In Algeria, Article 74 of the Constitution, amended in 2008, stipulates that the term of the President of the Republic shall be five years, with the possibility of unlimited terms. That is, the president can stay in power forever. That is what happens with the current president Abdelaziz Bouteflika, 82, who came to power in 1998 with the support of the military, to rule four consecutive terms and to run for the fifth term in the elections of April 2019.

Although there is no constitutional violation to run for a 5th term, article 88 of the Algerian Constitution states that “if the President of the Republic is unable to exercise his functions due to serious and chronic illness, the Constitutional Council shall meet, and after ascertaining the truth of this impediment by all appropriate means, shall unanimously propose impeachment to the Parliament. ”

Since his stroke in 2013, Bouteflika has been using a wheelchair and is no longer in the capacity of performing his duties. That is why whenever necessary, his picture is placed in all occasions and official meetings that his presence is required. Under Article 88, he should step down. This imbroglio prompted the Algerian people to take to the streets when President Bouteflika announced his intention to run for a fifth term.

According to the World Bank, about a quarter of the Algerian population lives below the poverty line (up to US$ 1.5 per day income) while their country daily output of oil and gas are respectively 2 million barrels and 4 million cubic meters.


In 2018, the Sudanese parliament changed the constitution in order to allow Omar Hassan al-Bashir, in power since 1989, to run for the presidency indefinitely times after his term is over in 2020.

The article 57 of the 2005 Constitution, which was changed to fit then Bashir’s thirsty for power, stipulated that ” The term of the President of the Republic is five years which can be renewed once.”

Bashir’s rule was marked by many conflicts against the people. In addition to the civil war with southern factions between 1983 and 2005, which ended with the secession of the south, he fought another war in 2003 against Darfuri tribes.

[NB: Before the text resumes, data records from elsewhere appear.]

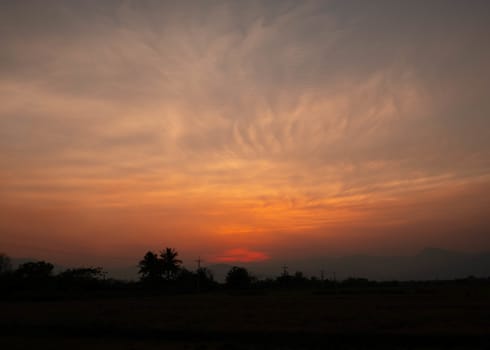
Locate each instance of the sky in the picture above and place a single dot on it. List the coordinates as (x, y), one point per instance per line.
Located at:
(243, 131)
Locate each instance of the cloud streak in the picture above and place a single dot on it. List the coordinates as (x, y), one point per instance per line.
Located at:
(259, 119)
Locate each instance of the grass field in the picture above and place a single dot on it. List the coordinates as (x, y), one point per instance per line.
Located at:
(442, 319)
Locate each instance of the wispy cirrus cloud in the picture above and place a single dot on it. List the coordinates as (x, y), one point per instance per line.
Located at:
(251, 118)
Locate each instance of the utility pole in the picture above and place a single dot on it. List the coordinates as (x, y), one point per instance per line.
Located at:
(199, 261)
(198, 277)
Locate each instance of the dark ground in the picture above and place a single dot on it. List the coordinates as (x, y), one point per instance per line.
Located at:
(457, 318)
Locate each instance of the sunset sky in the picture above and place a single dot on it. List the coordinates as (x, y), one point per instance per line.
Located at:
(243, 130)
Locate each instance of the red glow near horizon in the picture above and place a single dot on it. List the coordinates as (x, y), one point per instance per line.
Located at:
(241, 255)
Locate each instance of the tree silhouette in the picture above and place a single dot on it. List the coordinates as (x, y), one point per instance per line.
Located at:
(151, 268)
(170, 263)
(238, 277)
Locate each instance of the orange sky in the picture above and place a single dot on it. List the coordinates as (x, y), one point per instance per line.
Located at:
(241, 132)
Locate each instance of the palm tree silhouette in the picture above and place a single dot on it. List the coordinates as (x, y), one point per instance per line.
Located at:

The International Court of Justice accused him of war crimes and crimes against humanity.

In December 2018, Bashir visited Syrian President Bashar al-Assad as part of the normalization of official Arab relations with the Syrian regime. As soon as Bashir was back to Khartoum, popular demonstrations demanded his downfall.

On February 22, 2019, Bashir was expected by the Sudanese street to announce an important change. On the opposite, likewise Bashar al-Assad in March 2011, he decided to go on the full confrontation against the people: he declared state of emergency for a full year and dissolved the government, keeping all parties apart. Furthermore, he will keep his rule over Sudan despite of the fact that he is the main hindrance to end the current impasse.

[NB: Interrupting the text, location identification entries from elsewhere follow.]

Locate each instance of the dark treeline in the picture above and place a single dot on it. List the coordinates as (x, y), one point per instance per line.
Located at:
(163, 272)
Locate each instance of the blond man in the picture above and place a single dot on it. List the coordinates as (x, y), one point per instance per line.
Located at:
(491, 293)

The declaration of state of emergency means trading regular courts for martial law. Suddenly, Sudan has gone through new directions which could end in another disaster facing the already bad indicators of public deficit, unemployment and inflation which reached 68.6% per year while poverty rates is around 28% according to the Central Sudanese Statistical Organization.
Sudan produces about 100,000 barrels of oil a day, more than 75 tons of gold per year and has huge agricultural, livestock and tourism resources.

The Exception: Mauritania

Against the current, Mauritanian President General Mohamed Oud Abdel Aziz, who came to power in a military coup in 2009, announced in early 2019 his opposition to changes in the constitution drafted by loyalists meant to allow him to remain in power. That has never happened before in the Arab world.

Among semi-colonial countries, particularly in the Arab world where totalitarian regimes resort to emergency laws implemented by both the army and intelligence services, constitutional amendments are carried out only to suit the needs of the ruler while fundamental principles found in the preamble of most constitutions like the ones related to human rights and freedom of opinion and expression are set aside.

While there is no improvement, the slogan of the Arab ruler remains: I or nothing.